Battle of Britain

In the summer and autumn of 1940 the Royal Air Force (RAF) fought a prolonged battle in defence of Britain against an experienced and numerically superior German Luftwaffe.

This air campaign, known as the Battle of Britain, officially lasted from 10 July to 31 October 1940. The battle began with German attacks on coastal convoys in an effort to draw RAF fighters into battle. These attacks were followed by brief and unsuccessful raids on British radar installations and concerted raids against RAF airfields in southern and south-western England. Luftwaffe bombers suffered heavy losses to RAF fighters - Spitfires and Hurricanes - but fighter losses were about even.

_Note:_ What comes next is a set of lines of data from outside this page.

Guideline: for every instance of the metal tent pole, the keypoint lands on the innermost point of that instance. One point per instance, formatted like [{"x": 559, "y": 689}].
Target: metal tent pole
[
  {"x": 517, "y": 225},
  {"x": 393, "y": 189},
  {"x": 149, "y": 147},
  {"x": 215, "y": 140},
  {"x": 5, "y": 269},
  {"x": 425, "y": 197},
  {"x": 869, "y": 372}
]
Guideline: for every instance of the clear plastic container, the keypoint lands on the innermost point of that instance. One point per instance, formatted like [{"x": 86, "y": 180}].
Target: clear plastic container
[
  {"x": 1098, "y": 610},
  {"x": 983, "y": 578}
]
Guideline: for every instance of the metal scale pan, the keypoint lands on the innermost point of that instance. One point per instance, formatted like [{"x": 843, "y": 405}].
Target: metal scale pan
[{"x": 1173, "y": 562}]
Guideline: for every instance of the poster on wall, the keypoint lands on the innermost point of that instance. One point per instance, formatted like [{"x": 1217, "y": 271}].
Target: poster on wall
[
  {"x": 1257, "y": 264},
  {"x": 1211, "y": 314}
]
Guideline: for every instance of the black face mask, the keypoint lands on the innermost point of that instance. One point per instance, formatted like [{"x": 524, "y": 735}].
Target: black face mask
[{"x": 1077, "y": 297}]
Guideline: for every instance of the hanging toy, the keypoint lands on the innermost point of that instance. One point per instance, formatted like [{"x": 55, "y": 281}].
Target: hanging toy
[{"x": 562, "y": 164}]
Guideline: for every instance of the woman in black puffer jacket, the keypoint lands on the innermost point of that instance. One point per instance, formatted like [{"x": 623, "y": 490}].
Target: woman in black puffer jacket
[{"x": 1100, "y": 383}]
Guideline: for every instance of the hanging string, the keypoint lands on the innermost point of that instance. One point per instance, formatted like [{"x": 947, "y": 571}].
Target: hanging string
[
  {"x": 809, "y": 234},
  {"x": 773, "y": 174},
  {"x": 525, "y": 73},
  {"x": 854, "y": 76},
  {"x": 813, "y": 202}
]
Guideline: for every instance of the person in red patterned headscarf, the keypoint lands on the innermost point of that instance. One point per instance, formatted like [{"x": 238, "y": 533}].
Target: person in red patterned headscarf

The Luftwaffe suffered from over-confidence, changing operational priorities, and a misreading of RAF strength, losses and aircraft production figures. In September 1940 Hitler postponed the planned invasion of England, Operation Sealion, but fighting continued into the winter.

Twenty-five Australians were considered eligible for the Battle of Britain clasp to the 1939–45 Star. Others flew during the battle with RAF Bomber Command and Coastal Command but the total number involved in the battle did not exceed 35. Eight Australians became air aces by shooting down five or more enemy aircraft. Pat Hughes from Cooma had 14 successes, which puts him among the ten leading aces of the battle.

Of the total of 537 RAF Fighter Command pilots who died at least ten were Australian. Another four who were enlisted in the Royal Australian Air Force also died.

Prime Minister Churchill praised the pilots of the Battle of Britain with his famous words, "Never before in the field of human conflict has so much been owed by so many to so few."